While assessing median values is important, it masks underlying diversity in opinions among experts. Accordingly, dispersion, as indicated by quartile ranges (25th and 75th percentile range) is also assessed. In Figures 1 and 2 the quartile ranges (QR) appear as “error bars” to readily present relative dispersion in views across both impact and feasibility space among the 7 factors. To appreciate the level of dispersion, recall that these zero-centered values range from a low of -3 to a high of +3. Accordingly, factors with QR of 2 or more are indicative of significant diversity among experts’ views. Price is the only factor with an impact QR less than 2 (Tables 2 and 3), with all other factors (including feasibility of influencing Price) having a QR of 2 or higher. Taken as a whole, this indicates significant heterogeneity among the views experts hold regarding both impact and feasibility of influencing beef demand factors. This is not surprising given the 10-year forward-looking nature of our survey questions and diversity in backgrounds, areas of expertise, etc. within our respondent sample.
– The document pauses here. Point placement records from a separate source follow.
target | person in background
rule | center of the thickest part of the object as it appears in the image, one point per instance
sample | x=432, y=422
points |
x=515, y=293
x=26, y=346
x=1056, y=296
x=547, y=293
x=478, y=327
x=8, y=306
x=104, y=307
Comparing the QR of feasibility and impact rankings makes clear there is less of a consensus on the feasibility of the industry to influence the 7 evaluated factors than there is on impact. In every case except one (Product Quality and Form, ground beef) the feasibility QR is equal to or higher than the impact QR (Tables 2 and 3). This can be seen visually in Figures 1 and 2 by noting how the vertical “error bars” reflecting feasibility QRs are generally wider than the horizontal bars based upon impact QRs. In the case of Price, this difference is substantial as the impact QR is 1 and the feasibility QR is 4 in both ground beef and beef steak assessments. Examined in conjunction with factors’ median values, this indicates experts agree that Price is a critical driver of beef consumption, but significantly disagree regarding the industry’s relative ability to influence beef price. This is also highlighted in Figures 1 and 2 where Price falls into either quadrant 2 (more feasible/more impact) or quadrant 3 (less feasible/more impact) when considering QR values. An opposite pattern emerges for views regarding Product Quality and Form in the case of ground beef as impact QR exceeds the feasibility QR. In Figure 2 Product Quality and Form resides in either quadrant 1 (more feasible/less impact) or quadrant 2 (more feasible/more impact), when considering QR values.